Waking up on Sunday morning with the pride felt for my city was indescribable. The Great Mississippi River Balloon Race Committee for over 30 years has put their heart and soul into the festival and making it a successful event for Natchez.

To those on the committee, Thank you! It is a thankless effort that receives nothing but unsolicited advice and criticism. This year has been no different. When the Balloon Race committee made the announcement that they were not having a festival on the grounds of Rosalie, some people might have panicked, but others saw opportunity.

You always hear that when a being loses one of its senses, all the others get stronger. That was how Natchez felt this past weekend. We knew it was going to be a balloon event instead of the festival. Balloon Glow Friday and Saturday night and fireworks on Friday night.

For the first time in my lifetime, my city truly came together and created an incredible experience for our visitors as well as locals. Jennie Guido from Monmouth witnessed firsthand: “In Natchez, Balloon Race weekend is almost a religion. If you live here, you don’t leave town that weekend.

If you’re from here, you come home that weekend. This year’s Balloon Races showed why you don’t miss this third weekend in October. It made me proud to be from Natchez and all of the hard work our community put into these three days.”

Haley Stiles, a local bartender, said: “Everyone who crossed my bar was having a great time, the locals were talking about how alive and vibrant downtown was, how great all the venue and bands were, and the tourist all fell in love with our hospitality, our people and our town…It felt good.”

Our town was alive and getting the economic shot in the arm that it desperately needed. Many restaurants and shops’ overall sales were up from last year and the best they have had all year. Live music was all over town, from the bandstand on the bluff, Smoots, Natchez Manor, the Brewery and all free.

We had an art exhibition that would normally be found in major cities, an event that celebrated the four elements, and a town buzzing with visitors.

Ryan Richardson, manager at 100 Main, worked harder than she had ever worked in her 20 years of bartending and brought home double what she made last year. Mike Wagner, owner of The Camp, said his sales were about the same from last year, but they closed an hour early on Friday and Sunday and two hours early on Saturday.

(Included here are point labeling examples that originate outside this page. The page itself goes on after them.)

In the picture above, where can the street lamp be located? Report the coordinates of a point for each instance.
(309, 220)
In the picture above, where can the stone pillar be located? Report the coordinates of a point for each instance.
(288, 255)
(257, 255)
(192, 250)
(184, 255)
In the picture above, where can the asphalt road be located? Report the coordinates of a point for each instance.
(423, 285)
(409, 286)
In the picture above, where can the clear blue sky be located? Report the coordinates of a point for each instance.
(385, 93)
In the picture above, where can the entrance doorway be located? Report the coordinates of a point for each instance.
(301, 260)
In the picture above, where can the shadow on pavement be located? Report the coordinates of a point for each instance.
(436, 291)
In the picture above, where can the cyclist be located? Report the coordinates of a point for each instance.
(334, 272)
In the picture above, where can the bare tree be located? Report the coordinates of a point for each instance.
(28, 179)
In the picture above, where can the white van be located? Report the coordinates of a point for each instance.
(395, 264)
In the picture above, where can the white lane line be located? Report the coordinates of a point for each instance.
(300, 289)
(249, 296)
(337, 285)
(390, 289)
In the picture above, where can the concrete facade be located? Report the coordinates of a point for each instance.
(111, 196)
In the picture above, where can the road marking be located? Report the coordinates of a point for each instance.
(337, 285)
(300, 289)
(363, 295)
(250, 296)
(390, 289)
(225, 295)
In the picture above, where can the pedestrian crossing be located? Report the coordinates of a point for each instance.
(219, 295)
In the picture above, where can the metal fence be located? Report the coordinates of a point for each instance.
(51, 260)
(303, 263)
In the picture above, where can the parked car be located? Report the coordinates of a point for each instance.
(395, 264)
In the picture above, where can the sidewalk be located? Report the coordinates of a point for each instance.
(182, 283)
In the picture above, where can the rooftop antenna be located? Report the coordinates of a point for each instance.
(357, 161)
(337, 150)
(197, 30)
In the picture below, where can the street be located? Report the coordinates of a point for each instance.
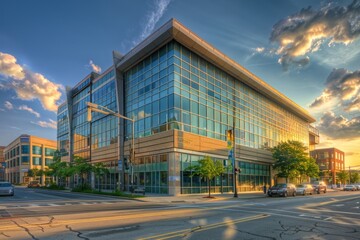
(41, 214)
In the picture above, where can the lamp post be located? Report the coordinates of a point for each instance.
(101, 109)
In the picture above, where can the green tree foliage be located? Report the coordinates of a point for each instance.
(292, 160)
(342, 176)
(207, 168)
(34, 172)
(58, 169)
(99, 170)
(355, 177)
(81, 167)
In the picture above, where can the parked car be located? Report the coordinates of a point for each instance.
(304, 189)
(319, 187)
(33, 184)
(6, 189)
(349, 188)
(282, 189)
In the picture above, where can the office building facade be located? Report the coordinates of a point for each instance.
(25, 153)
(184, 95)
(2, 163)
(330, 162)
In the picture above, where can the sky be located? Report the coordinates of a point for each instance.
(308, 50)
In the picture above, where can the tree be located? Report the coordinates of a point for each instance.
(58, 169)
(99, 169)
(342, 176)
(34, 172)
(81, 167)
(290, 159)
(355, 177)
(207, 168)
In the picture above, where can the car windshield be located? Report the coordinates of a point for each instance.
(5, 185)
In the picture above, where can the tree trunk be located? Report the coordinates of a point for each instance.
(209, 186)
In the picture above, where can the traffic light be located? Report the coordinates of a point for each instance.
(126, 164)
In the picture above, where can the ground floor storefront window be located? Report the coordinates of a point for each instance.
(151, 173)
(253, 177)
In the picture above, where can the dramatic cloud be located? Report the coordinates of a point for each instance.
(8, 105)
(343, 86)
(44, 124)
(94, 67)
(30, 110)
(152, 19)
(9, 67)
(259, 49)
(29, 85)
(339, 127)
(306, 31)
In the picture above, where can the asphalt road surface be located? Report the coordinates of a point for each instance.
(37, 214)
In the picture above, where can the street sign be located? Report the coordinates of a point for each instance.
(120, 165)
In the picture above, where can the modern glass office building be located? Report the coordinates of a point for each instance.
(183, 95)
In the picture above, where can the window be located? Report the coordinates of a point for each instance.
(36, 161)
(48, 161)
(49, 152)
(37, 150)
(25, 149)
(25, 160)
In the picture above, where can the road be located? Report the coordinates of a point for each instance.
(38, 214)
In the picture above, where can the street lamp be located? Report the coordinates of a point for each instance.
(101, 109)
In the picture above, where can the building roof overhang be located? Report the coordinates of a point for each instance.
(174, 30)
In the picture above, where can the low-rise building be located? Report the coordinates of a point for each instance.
(28, 152)
(330, 161)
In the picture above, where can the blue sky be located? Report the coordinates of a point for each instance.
(312, 55)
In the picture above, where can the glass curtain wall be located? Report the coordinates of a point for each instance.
(104, 131)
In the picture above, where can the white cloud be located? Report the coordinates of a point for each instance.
(342, 86)
(29, 85)
(306, 31)
(8, 105)
(9, 67)
(94, 67)
(259, 49)
(50, 124)
(30, 110)
(152, 19)
(339, 127)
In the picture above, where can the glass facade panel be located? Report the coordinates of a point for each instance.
(49, 152)
(37, 150)
(25, 149)
(36, 161)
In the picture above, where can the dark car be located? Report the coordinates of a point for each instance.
(319, 187)
(304, 189)
(350, 188)
(33, 184)
(6, 189)
(282, 189)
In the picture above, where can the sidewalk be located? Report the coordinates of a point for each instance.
(195, 198)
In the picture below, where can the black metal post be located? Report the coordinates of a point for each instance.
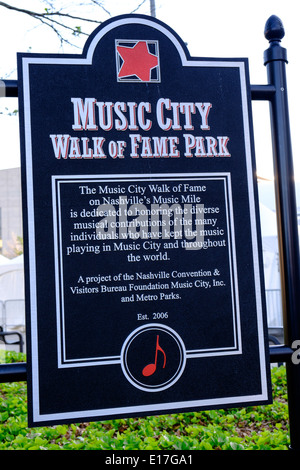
(275, 60)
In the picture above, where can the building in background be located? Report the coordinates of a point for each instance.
(11, 231)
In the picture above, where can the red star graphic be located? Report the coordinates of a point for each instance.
(137, 61)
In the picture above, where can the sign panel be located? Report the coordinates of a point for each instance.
(144, 276)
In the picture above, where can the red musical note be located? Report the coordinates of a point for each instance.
(151, 368)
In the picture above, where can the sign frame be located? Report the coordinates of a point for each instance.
(28, 62)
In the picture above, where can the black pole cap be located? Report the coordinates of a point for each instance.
(274, 32)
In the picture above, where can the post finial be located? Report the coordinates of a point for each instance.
(274, 30)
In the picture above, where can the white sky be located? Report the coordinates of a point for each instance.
(217, 28)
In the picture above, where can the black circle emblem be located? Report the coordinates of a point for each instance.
(153, 357)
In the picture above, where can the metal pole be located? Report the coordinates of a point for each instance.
(275, 60)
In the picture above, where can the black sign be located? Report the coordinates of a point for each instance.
(144, 276)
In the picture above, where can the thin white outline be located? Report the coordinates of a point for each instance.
(191, 353)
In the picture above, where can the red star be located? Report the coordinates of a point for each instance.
(137, 61)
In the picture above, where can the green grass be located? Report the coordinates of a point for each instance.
(251, 428)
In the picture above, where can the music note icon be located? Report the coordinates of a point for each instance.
(151, 368)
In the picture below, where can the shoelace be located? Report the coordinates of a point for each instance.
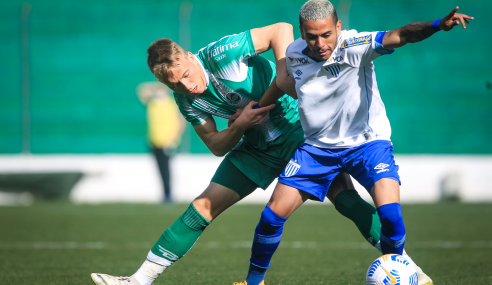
(121, 278)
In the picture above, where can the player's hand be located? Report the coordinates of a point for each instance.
(234, 117)
(249, 117)
(454, 19)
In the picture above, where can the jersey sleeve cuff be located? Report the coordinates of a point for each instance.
(378, 44)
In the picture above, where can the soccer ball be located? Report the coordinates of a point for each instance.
(391, 269)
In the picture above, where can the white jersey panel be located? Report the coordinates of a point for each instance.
(339, 101)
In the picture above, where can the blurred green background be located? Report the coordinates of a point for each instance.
(86, 59)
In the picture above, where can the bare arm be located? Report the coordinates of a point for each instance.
(276, 37)
(220, 143)
(418, 31)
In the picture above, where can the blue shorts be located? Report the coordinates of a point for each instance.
(312, 169)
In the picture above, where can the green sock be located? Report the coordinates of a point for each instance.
(178, 239)
(363, 214)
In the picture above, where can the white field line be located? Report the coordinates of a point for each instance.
(237, 244)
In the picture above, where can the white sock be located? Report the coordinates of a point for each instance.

Four operational hours of being closed and still broke even from last year. Natchez Brewing Company saw a significant increase and nearly doubling their sales. Their best day ever was in part because of the location of the Balloon Glow on the north end of the bluff.

The decision to spread the balloons throughout the city was brilliant. It forced visitors and locals to go to different parts of town and to patronize local businesses instead of confined at the grounds of Rosalie and forking over hundreds of dollars to outside vendors. From Pedro’s on U.S. 61 North to the Bellemont Shake Shop on U.S. 61 South, everyone got a piece of the pie.

With the way this year has gone, nobody knew what to expect.

In years past, not much has changed with the layout of the festival. Sometimes things will never change unless they are forced, which a global pandemic will certainly do. Maybe this was the change that was needed.

We have never felt more invested in the Balloon Festival than this year. The assistance of Visit Natchez and the NCPC made most of these events possible. Listen Up Y’all, Community Alliance, the Chamber of Commerce, the Festival of Music, just to name a few, were all instrumental in our successful weekend. Haley Stiles also said, “This year it was all of us that felt responsible for keeping the party going.”

Our city depends on Balloon Festival weekend and the economic impact from this format is undeniable. Thank you to the Balloon Race Committee for everything you do and have done. Thank you for even having an event. And also, thank you, Natchez. You know how to throw one hell of a party.

Sarah Lindsey Laukhuff, event and sales coordinator, The Natchez Grand Hotel & Suites.